A New Approach to Solar Desalination Using a Humidification-Dehumidification Process for Remote Areas

Freshwater supply in remote areas has become a critical issue. This paper aims to introduce a new approach to a solar-powered humidification-dehumidification (HDH) desalination system. The design uses a solar collector, a thermal storage tank, and an HDH unit. The HDH works continuously by feeding water to absorb solar energy during the day and then relaying the desalination units with feed water at a top brine temperature (TBT) at night. The model predicts the amount of solar energy stored for the next day, and based on this, the amount of feed water that should be raised to the TBT is calculated. The system operation is carried out in two phases. During the day, the feed water absorbs the heat of solar energy, thereby increasing its temperature to TBT. This hot feed water is then kept in storage tanks. At night, the tank switches to discharging mode and starts feeding the HDH with the hot feed water. The system is designed so that the roles of the tank are rotated at sunset.

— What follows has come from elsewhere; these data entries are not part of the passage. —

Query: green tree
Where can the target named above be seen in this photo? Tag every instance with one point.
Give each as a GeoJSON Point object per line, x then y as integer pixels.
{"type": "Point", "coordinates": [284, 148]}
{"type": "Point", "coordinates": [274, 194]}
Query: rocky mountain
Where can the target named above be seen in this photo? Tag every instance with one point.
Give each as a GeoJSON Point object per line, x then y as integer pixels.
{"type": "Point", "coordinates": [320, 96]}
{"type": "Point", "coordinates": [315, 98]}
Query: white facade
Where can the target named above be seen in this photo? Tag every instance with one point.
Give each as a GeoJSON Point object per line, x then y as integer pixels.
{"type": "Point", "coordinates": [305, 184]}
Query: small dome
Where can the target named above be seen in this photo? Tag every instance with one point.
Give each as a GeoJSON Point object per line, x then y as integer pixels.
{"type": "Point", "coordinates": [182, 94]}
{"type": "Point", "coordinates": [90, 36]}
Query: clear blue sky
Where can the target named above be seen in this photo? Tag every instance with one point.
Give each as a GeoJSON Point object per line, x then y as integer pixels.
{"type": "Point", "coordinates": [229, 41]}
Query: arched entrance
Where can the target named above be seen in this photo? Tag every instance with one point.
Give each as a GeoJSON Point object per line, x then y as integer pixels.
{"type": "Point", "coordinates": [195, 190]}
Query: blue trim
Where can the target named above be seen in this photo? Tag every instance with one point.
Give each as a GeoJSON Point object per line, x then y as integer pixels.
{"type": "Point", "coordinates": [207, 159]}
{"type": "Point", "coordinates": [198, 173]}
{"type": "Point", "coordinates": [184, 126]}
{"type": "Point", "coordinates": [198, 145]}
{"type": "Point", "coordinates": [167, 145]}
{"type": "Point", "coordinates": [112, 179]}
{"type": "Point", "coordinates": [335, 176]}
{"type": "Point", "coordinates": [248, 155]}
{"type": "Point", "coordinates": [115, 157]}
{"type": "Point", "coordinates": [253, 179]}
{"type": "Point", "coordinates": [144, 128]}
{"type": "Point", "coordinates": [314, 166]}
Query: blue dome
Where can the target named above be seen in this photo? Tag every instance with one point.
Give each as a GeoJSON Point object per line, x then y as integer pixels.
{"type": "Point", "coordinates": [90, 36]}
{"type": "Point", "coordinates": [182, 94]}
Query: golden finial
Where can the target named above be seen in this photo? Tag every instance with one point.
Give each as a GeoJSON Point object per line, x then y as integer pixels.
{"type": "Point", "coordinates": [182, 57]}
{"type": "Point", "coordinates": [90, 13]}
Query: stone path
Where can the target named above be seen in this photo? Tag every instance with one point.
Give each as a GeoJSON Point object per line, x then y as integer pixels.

To achieve the same TBT every day in response to changes in the available solar energy, the mass of the feed water is adjusted daily. The design is simulated using a dynamic model of the energy and mass balance resulting in an average daily production of 7.6 kg of fresh water per unit area of the solar collector. The daily average of the gain output and the recovery ratios are 0.3 and 0.09 respectively.

Automated summary

This study introduces a new solar-powered desalination system using a humidification-dehumidification (HDH) unit that operates continuously to absorb solar energy during the day and desalinate water at night. The system is designed to adjust the mass of feed water daily to achieve a consistent top brine temperature (TBT) in response to changes in available solar energy. The dynamic model simulation shows an average daily production of 7.6 kg of fresh water per unit area of the solar collector, with daily average output gain and recovery ratios of 0.3 and 0.09, respectively.